Дмитрий Алексеевич сочувственно вздохнул.
— Утомились?
— Умотался. Хочу отдохнуть, подзаняться хозяйством, пожить с родителями и приготовиться к новым трудам, которых, чувствую, немало выпадет на мою долю в скором будущем. Почва шатается, а крепких людей мало. — Слово «крепких» он выделил голосом. — Черняеву Ташкентскому было бы со мной служить.
— Он Вам писал?
— Писал, — кивнул Николай Павлович. — Просит взять его к себе.
— Военным атташе? — предположил Милютин.
— Он и сам толком не знает. Хочет в Черногорию.
— Вояка, — с ноткой лёгкой неприязни отозвался о своём строптивом генерале Дмитрий Алексеевич. — Мне кажется, ни с кем он не поладит: сильно предприимчив.
— Что есть, то есть, — с улыбкой произнёс Игнатьев. — Но я таких люблю, а тряпок — не терплю. С ним вдвоём, без спору, мы и в Индию зашли бы. Как волка ни корми, он всё в лес смотрит; так и я. Мечтаю в степь сбежать, живое дело делать. Всё хочется предпринять и за всё разом взяться. Такая, видимо, натура. А тут ещё великий князь Михаил Николаевич доставляет мне хлопот и неприятностей. Всё валит на меня, а помощи не жди.
— У них в Закавказье неладно, — заметил военный министр. Поляки и местные взяточники довели народ до крайности. Грабят казну безнаказанно и мутят всех против нас.

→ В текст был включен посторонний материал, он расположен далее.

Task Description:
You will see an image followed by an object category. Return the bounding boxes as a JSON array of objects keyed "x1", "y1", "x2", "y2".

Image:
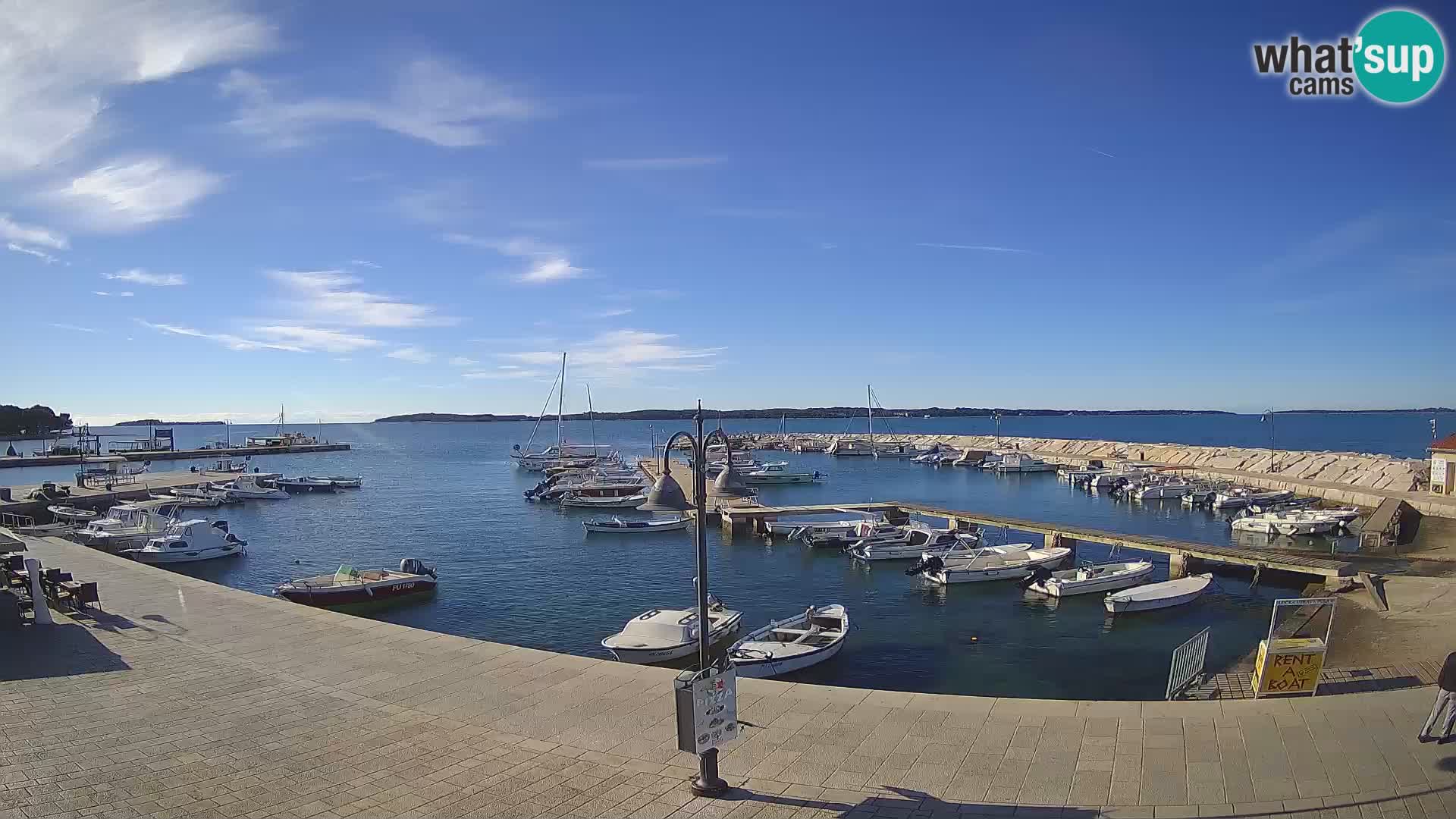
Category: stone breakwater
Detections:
[{"x1": 753, "y1": 433, "x2": 1456, "y2": 517}]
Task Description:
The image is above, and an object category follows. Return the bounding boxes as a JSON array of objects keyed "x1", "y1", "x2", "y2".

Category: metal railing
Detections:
[{"x1": 1166, "y1": 628, "x2": 1209, "y2": 699}]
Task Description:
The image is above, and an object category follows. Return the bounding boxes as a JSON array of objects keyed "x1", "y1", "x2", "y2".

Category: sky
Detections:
[{"x1": 0, "y1": 0, "x2": 1456, "y2": 422}]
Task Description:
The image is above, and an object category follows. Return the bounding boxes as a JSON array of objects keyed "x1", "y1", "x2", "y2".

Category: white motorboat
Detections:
[
  {"x1": 824, "y1": 438, "x2": 875, "y2": 457},
  {"x1": 76, "y1": 500, "x2": 179, "y2": 551},
  {"x1": 118, "y1": 519, "x2": 247, "y2": 563},
  {"x1": 1027, "y1": 560, "x2": 1153, "y2": 598},
  {"x1": 274, "y1": 476, "x2": 339, "y2": 493},
  {"x1": 221, "y1": 472, "x2": 288, "y2": 500},
  {"x1": 581, "y1": 517, "x2": 693, "y2": 535},
  {"x1": 734, "y1": 463, "x2": 824, "y2": 484},
  {"x1": 601, "y1": 601, "x2": 742, "y2": 663},
  {"x1": 845, "y1": 522, "x2": 961, "y2": 561},
  {"x1": 560, "y1": 493, "x2": 646, "y2": 509},
  {"x1": 1133, "y1": 478, "x2": 1194, "y2": 500},
  {"x1": 1102, "y1": 574, "x2": 1213, "y2": 613},
  {"x1": 1230, "y1": 512, "x2": 1339, "y2": 536},
  {"x1": 728, "y1": 604, "x2": 849, "y2": 678},
  {"x1": 996, "y1": 452, "x2": 1057, "y2": 472},
  {"x1": 920, "y1": 547, "x2": 1072, "y2": 586},
  {"x1": 46, "y1": 504, "x2": 99, "y2": 523},
  {"x1": 307, "y1": 475, "x2": 364, "y2": 490}
]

— Мне об этом доносил Франкини, занявший пост начальника штаба в Тифлисе, — сказал Николай Павлович. — Как этого не видят в Петербурге? Теперь опять высылают пятьдесят тысяч абхазцев, с которыми не могут справиться и которых сами удержали, отказав туркам в своё время. О-хо-хо! — произнёс он с явным огорчением, — даровитых людей в России много, способностей у них более, нежели у всех других народов вместе взятых, но устойчивости, постоянства мало. — Он помолчал и вновь заговорил. Обдуманно, исповедально, смело: — Хотелось бы мне образовать шайку крепких людей, пока время ещё есть, и стать клином, чтобы, хотя несколько направить поток, уносящий нас неизвестно куда. Не дать ему размыть основы государства. Все мои тайные агенты утверждают, что после неудачного покушения на жизнь государя в Париже, у нас затевается что-то недоброе и что до весны ещё произойдут такие события, которые ослабят нас, и совершенно отвлекут от Востока. Боже, храни царя! — с жаром воскликнул Игнатьев, и они оба осенили себя крестным знамением. — Сердце замирает при мысли о беспрестанных кознях, нам грозящих.
Глава XII
Вернувшись в дом, они заговорили о разведке. К ним присоединился военный атташе посольства полковник Александр Семёнович Зелёный, который был занят составлением полного и подробного описания турецкой армии, дислокации частей, складов и арсеналов. Собранные им сведения должны были ответить на главный вопрос Генерального штаба: что можно ожидать от турок в военное время? Каким образом повлияла на её мобильность и боеспособность прусская система всеобщей воинской повинности, принятая Портой за образец с лёгкой руки Мольтке, бывшего здесь инструктором?
Чтение этого труда, предоставленного Николаю Павловичу на предварительный просмотр, привело его в раздумье: что как в ведомстве Милютина впадут в ту же ошибку, которую сделали турки? Вводя у себя лагидьер — институт резервистов (редиф), они приспособили систему 1814 года, негодность которой была признана германским императором Вильгельмом I и радикально изменена в последнее десятилетие.